「アニメ頼りの日本映画」がアジアで直面した現実 アジア最大規模のジャンル映画祭で見えた課題
東洋経済オンライン / 2024年7月19日 13時0分
また、ビジネスミーティングに関して、藤田プロデューサーは「韓国や台湾、東南アジアのいろいろな国のポスプロ会社(注:撮影後の編集作業を行うスタジオや制作会社)やパブリックファンドから興味を持ってもらえました。この企画なら、この国の、この会社にアプローチするといい、などのアドバイスももらえたので、これからどんどん話をしていきたいです」と意気込んだ。
受賞は逃したものの、カルチュア・エンタテインメントの小室直子プロデューサーによる企画『Anthurium in the Dark Night』も、ハイコンセプトで実験的な企画ながら、広く関心を集めていた。
小室プロデューサーは「今回はリサーチ的な側面があり、リアクションによって内容を調整していきます。日本固有の文化でないと作れない作品ではないので、一緒に作ろうというパートナーを探していきます」とこの先を見据えた。

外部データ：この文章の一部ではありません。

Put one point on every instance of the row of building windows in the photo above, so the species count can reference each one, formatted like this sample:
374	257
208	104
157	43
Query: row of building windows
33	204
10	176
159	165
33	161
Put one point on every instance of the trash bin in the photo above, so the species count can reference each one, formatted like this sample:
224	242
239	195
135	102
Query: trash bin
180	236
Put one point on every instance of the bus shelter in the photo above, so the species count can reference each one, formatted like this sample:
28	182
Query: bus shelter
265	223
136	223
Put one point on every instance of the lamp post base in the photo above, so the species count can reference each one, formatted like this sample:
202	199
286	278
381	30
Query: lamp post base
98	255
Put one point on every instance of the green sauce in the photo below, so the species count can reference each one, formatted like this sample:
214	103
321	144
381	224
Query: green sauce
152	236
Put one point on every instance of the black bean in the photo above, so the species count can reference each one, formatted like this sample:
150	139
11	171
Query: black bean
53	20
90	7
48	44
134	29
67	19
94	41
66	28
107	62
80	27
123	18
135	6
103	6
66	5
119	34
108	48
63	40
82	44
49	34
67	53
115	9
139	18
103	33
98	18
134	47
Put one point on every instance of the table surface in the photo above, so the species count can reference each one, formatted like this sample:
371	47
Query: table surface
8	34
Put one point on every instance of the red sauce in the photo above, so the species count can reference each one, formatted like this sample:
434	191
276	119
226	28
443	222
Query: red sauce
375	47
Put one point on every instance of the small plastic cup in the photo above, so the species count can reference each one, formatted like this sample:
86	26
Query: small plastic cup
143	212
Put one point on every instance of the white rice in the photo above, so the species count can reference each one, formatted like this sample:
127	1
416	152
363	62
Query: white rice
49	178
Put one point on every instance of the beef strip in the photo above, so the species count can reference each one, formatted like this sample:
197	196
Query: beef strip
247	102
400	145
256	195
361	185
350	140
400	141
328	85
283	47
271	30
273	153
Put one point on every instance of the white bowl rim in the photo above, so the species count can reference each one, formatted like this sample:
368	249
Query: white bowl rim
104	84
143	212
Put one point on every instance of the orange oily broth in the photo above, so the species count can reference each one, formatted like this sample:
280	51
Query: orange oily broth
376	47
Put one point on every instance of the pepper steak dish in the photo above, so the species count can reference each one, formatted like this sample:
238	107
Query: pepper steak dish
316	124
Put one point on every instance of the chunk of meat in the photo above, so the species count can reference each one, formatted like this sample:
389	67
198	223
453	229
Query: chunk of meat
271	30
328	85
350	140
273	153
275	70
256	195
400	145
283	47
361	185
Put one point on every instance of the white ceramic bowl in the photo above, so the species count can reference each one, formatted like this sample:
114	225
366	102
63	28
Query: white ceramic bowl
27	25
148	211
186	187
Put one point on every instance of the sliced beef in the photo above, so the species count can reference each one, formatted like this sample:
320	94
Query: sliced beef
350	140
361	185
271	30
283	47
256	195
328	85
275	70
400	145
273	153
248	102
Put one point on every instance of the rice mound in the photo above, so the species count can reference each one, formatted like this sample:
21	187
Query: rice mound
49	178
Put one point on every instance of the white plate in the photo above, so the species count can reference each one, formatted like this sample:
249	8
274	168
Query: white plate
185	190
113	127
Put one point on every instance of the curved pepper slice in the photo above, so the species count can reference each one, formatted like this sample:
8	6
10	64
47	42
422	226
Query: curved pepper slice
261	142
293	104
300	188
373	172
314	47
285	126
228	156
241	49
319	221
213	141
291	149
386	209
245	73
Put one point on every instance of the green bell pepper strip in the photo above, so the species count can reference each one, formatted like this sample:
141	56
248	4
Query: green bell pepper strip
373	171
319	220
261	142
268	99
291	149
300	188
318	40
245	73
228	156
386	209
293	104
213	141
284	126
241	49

VIPO・統括部長兼グローバル展開事業部長の森下美香氏は、日本からの3組のうちの2組の受賞を異例だと話す。
「既存の映画会社の作り方とは違うやり方で映画を作ろうと考えていて、まったく新しい世代が出てきていることを感じます」(森下氏)。養成プログラムへの日本からの参加も踏まえて、ここ数年の若い世代の台頭を実感しているようだ。
また、アジアのなかの日本映画界の立ち位置について「最近はインドネシアやフィリピン、ベトナム、カンボジアなどが、勢いがあります。国際共同製作という観点では、日本はいちばん遅れています。ただ、これまで国内しか見ていなかったのが、国外に出ていこうと意識しはじめ、それが実際に行動に現れているようにも見受けられます。ちょうど潮目が変わってきているようです」と森下氏は指摘する。
これまでにも黒沢清監督や藤井道人監督をはじめ、日本映画の国際合作は少なくはない。ただ、映画業界のほんの一部にすぎず、大手映画会社の動きとしては鈍かった。それが変わりつつあるようだ。
本映画祭の映画産業フォーラム講師として日本から招待されていた映画製作者の李鳳宇さんも「昨年くらいから日本の映画業界も真剣に海外戦略を意識し始めている」と語る。
海外からの資金調達にトライしなかった
そうした背景には、日本映画界がそうしなければ生き残れない状況にあることがある。本映画祭で企画ピッチングに初めて参加した吉田監督は、日本映画界が世界に進出する意義をこう語る。
「国内だけで十分な資金を調達できる時代はもう終わり。だったら、手持ちの予算にあわせて企画をスケールダウンするのではなく、やりたいことをアピールして、国内だけではなく、海外から資金調達すればいい。いままで日本はそこにトライしてきませんでした。